The structure of DNA of course inaugurated one of the most sparkling periods in the history of intellectual thought since it immediately suggested an exact mechanism for copying the hereditary material as well as a link between DNA and proteins which are the workhorses of life. The major thread following from DNA to protein was the cracking of the genetic code which specifies a correspondence between nucleotides on a gene and the amino acids of a protein: the guiding philosophers in this effort were Francis Crick and Sydney Brenner. A parallel thread follows the crucial work of the French biologists Francois Jacob and Jacques Monod - both of whom had fought in the French resistance during World War 2 - in establishing the mechanism of gene regulation. All these developments laid the foundation for our modern era of genetic engineering.
The book devotes a great deal of space to this foundation and does so with verve and authority. It talks about early efforts to sequence the gene at Harvard and Cambridge and describes the founding of Genentech, the first company to exploit the new technology which pioneered many uses of genes for producing drugs and hormones: much of this important work was done with phages, viruses which infect bacteria. There is also an important foray into using genetics to understand embryology and human development, a topic with ponderous implications for our future.
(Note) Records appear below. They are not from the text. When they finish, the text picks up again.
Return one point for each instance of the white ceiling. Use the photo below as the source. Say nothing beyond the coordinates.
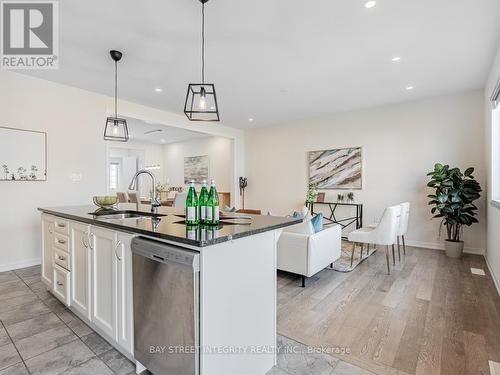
(162, 134)
(277, 60)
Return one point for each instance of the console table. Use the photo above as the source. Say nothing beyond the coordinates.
(357, 219)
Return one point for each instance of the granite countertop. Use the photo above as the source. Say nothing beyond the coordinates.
(171, 226)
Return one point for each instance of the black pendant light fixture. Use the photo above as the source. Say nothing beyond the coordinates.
(116, 128)
(201, 100)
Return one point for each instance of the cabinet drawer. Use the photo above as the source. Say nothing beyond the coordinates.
(61, 242)
(61, 284)
(61, 258)
(61, 226)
With the new technology also came new moral issues, as exemplified by the 1975 Asilomar conference which tried to hammer out agreements for the responsible use of genetic engineering. I am glad Mukherjee emphasizes these events, since their importance is only going to grow as genetic technology becomes more widespread and accessible.
These early efforts exploded on to the stage when the Human Genome Project (HGP) was announced, and that’s where the first part of the book roughly ends. Beginning with the HGP, the second part mainly focuses on the medical history and implications of the gene. Mukherjee’s discussion of the HGP focuses mainly on the rivalries between the scientists and the competing efforts led by Francis Collins of the NIH and Craig Venter, the maverick scientist who broke off and started his own company. This discussion is somewhat brief but it culminates in the announcement of the map of the human genome at the White House in 2000. It is clear now that this “map” was no more than a listing of components; we still have to understand what the components mean. Part of that lake of ignorance was revealed by the discovery of so-called ‘epigenetic’ elements that modify not the basic sequence of DNA but the way it’s expressed. Epigenetics is an as yet ill-understood mix of gene and environment which the book describes in some detail. It’s worth noting that Mukherjee’s discussion of epigenetics has faced some criticism lately, especially based on his article on the topic in the New Yorker.